The full article ‘Counting the Cost’ appears in the February 2012 issue of Which? Money magazine.  For further information, a copy of the full article, or an interview, please contact Natalie Hagan. For more information about Which? Money please visit www.which.co.uk/money

*An IFA in Scotland quoted £50 to transfer £5,000 into a stakeholder pension (equivalent to 1% of our total), however an IFA in the south-east quoted £2,500 for the same service, 50% of the total.  

How do charges for independent financial advice differ?

The table below shows the highest and lowest quotes we were given, from a sample of 200 independent financial advisers around the country, for four different financial scenarios. The average fee is shown along with the sample size of advisers that were able to carry out the work required from each of the scenarios. Our research was carried out between 21 and 25 November 2011.

 

The cost of financial advice
Service providedHighest total fee quotedLowest total fee quotedAverage total fee quoted
The transfer of a single premium of £5,000 gross into a stakeholder pension£2,500 (south-east)£50 (Scotland)£322 (of 156 IFAs)
The transfer of an investment of £10,680 into a stocks and shares Isa£2,500 (south-east)£106 (two: south-west and east of England)£356 (of 192 IFAs)
Arranging a 20-year level-term assurance policy, with a sum assured of £100,000, for a 40-year-old male in good health£1,500 (three: south-west, north-west and London)£155 (south-east)£519 (of 152 IFAs)
Arranging an income protection policy for a 30-year-old female in good health, earning £30,000 a year, with a retirement age of 65£2,100 (north-west)£120 (Scotland)£596 (of 148 IFAs)

 

**89% of the IFAs we questioned said they offered a free initial consultation.

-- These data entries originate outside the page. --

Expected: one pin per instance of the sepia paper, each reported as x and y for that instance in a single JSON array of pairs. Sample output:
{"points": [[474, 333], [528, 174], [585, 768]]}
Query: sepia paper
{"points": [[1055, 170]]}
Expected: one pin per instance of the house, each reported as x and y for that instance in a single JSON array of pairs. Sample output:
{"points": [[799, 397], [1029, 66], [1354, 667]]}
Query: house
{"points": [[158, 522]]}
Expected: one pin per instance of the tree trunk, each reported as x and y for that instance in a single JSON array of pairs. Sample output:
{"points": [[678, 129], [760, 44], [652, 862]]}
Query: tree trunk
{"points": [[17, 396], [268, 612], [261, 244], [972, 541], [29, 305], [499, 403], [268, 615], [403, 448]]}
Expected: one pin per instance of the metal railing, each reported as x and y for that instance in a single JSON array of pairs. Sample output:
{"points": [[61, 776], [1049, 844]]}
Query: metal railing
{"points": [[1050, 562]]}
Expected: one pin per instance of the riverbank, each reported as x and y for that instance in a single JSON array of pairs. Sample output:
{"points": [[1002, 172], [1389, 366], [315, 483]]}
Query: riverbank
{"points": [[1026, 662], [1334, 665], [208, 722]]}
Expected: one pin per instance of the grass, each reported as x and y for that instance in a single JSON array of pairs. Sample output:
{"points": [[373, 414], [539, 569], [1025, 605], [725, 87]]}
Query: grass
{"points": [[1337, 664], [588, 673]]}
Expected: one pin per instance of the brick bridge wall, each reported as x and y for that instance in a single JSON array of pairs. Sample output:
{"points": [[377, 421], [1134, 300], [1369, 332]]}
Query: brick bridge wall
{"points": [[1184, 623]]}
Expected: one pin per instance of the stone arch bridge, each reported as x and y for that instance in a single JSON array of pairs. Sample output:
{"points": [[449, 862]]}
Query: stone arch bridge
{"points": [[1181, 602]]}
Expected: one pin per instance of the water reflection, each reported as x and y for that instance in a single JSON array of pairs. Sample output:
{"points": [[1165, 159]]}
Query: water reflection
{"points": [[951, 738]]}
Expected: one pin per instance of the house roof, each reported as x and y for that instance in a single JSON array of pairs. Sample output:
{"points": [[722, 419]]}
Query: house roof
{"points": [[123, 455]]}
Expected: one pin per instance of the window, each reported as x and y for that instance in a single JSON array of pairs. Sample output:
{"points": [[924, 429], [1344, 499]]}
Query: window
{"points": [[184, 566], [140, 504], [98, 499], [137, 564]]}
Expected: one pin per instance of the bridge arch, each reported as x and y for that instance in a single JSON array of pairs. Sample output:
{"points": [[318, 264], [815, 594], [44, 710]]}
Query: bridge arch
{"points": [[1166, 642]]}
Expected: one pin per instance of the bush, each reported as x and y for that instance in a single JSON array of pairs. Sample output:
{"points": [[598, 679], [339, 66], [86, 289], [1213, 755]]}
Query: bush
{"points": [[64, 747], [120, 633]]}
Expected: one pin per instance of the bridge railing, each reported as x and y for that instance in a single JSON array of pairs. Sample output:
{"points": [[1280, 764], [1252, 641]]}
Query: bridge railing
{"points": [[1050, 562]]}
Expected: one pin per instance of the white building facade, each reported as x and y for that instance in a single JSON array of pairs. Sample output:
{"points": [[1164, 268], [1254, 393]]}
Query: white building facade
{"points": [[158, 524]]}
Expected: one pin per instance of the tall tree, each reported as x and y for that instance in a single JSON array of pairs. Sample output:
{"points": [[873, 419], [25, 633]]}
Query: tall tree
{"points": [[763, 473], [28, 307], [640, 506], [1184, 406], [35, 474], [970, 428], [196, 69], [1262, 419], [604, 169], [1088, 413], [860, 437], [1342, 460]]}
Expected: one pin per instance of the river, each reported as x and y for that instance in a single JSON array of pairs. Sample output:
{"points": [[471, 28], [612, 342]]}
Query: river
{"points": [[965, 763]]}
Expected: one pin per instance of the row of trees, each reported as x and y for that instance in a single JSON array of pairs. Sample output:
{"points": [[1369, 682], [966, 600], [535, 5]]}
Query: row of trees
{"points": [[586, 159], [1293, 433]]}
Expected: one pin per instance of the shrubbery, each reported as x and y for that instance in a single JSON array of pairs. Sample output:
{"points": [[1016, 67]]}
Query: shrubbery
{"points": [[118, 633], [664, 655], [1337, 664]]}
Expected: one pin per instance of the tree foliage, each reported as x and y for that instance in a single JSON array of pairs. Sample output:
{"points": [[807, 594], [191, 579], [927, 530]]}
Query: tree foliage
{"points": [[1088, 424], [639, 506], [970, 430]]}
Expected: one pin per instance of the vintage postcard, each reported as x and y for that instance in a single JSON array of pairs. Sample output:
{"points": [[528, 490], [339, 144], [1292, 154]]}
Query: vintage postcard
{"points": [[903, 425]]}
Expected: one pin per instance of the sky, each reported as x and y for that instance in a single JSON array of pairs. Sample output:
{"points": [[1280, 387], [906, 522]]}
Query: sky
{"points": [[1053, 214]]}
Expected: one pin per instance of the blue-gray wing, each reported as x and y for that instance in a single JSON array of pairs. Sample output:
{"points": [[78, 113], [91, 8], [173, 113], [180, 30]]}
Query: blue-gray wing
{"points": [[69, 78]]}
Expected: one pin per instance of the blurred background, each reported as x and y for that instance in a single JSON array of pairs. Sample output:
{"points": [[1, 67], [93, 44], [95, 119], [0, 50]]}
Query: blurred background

*** The price consumers pay for investment advice can be hidden within the product charges of the investment they buy. The changes will mean that advisers will have to tell consumers how much their services will cost and agree with the consumer how much they will pay.

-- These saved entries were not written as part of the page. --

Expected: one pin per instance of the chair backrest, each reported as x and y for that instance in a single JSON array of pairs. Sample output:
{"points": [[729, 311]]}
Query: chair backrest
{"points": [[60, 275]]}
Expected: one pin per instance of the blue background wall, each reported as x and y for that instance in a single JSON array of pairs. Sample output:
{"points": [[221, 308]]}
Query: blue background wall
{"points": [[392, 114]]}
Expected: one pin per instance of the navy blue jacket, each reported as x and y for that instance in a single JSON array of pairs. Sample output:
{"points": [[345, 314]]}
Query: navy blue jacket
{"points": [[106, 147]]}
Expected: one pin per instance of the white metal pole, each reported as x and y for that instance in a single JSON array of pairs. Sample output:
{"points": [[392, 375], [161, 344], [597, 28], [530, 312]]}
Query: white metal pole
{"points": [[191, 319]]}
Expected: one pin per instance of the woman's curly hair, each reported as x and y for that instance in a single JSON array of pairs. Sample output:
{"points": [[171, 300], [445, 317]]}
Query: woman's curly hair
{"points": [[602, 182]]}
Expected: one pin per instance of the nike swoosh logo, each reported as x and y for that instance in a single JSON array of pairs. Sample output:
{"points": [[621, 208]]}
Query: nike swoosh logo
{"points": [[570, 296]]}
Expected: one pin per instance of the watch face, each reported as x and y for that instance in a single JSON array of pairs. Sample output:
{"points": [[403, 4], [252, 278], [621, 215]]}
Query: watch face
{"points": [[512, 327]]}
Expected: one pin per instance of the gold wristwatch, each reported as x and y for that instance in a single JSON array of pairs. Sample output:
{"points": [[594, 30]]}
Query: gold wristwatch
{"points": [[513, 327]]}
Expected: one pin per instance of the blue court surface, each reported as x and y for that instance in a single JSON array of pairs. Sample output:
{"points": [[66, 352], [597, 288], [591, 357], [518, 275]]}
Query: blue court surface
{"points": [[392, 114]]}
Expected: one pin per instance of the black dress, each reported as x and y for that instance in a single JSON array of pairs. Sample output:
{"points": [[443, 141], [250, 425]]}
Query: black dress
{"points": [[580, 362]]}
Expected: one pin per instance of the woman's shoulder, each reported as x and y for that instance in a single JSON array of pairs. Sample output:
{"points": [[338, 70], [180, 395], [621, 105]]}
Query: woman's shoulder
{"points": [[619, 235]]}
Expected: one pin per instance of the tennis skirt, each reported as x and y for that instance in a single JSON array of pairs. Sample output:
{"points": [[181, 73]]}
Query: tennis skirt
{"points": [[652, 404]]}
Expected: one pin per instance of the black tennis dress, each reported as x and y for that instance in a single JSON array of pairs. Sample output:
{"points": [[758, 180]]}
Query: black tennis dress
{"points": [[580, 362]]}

Which? campaigned for the introduction of the Retail Distribution Review. The changes will mean that from the end of 2012:

- Advisers will have to be clear as to whether they offer ‘Independent’ advice covering the whole market or ‘Restricted’ advice covering a small number of products or providers

- Advisers will have to tell consumers how much their advice will cost and agree it with them. For new investments, they will no longer be allowed to receive commission set by product providers.

- The minimum level of qualification for financial advisers will increase and advisers will have to meet professional standards which will include a code of ethics.

Which? believes that consumers should go to an IFA, rather than approaching their bank for advice. Which? has created eight questions that people should ask before choosing an IFA.

1. How will the fees be charged?

2. Does the IFA receive commission set by product providers? If so, what plans does the practice have to bring its charging approach in line with the Retail Distribution Review?

3 At what stage of the process will you be charged?

4 How will you have to pay the fees: by cheque or bank transfer?

5 Are different fee options available to you for the service you require? For example, are you able to choose between paying by fixed fee or hourly fee? If different options are available, ask the IFA to explain the pros and cons of each one.

6 What level of qualification does the IFA have?

7 What service are you receiving for the fees/ commission? Is it just the initial service or is any ongoing review involved?

8 Will there be any ongoing commission or fees?

If an IFA tries to dodge these questions or implies that it’s unreasonable to ask them, go elsewhere.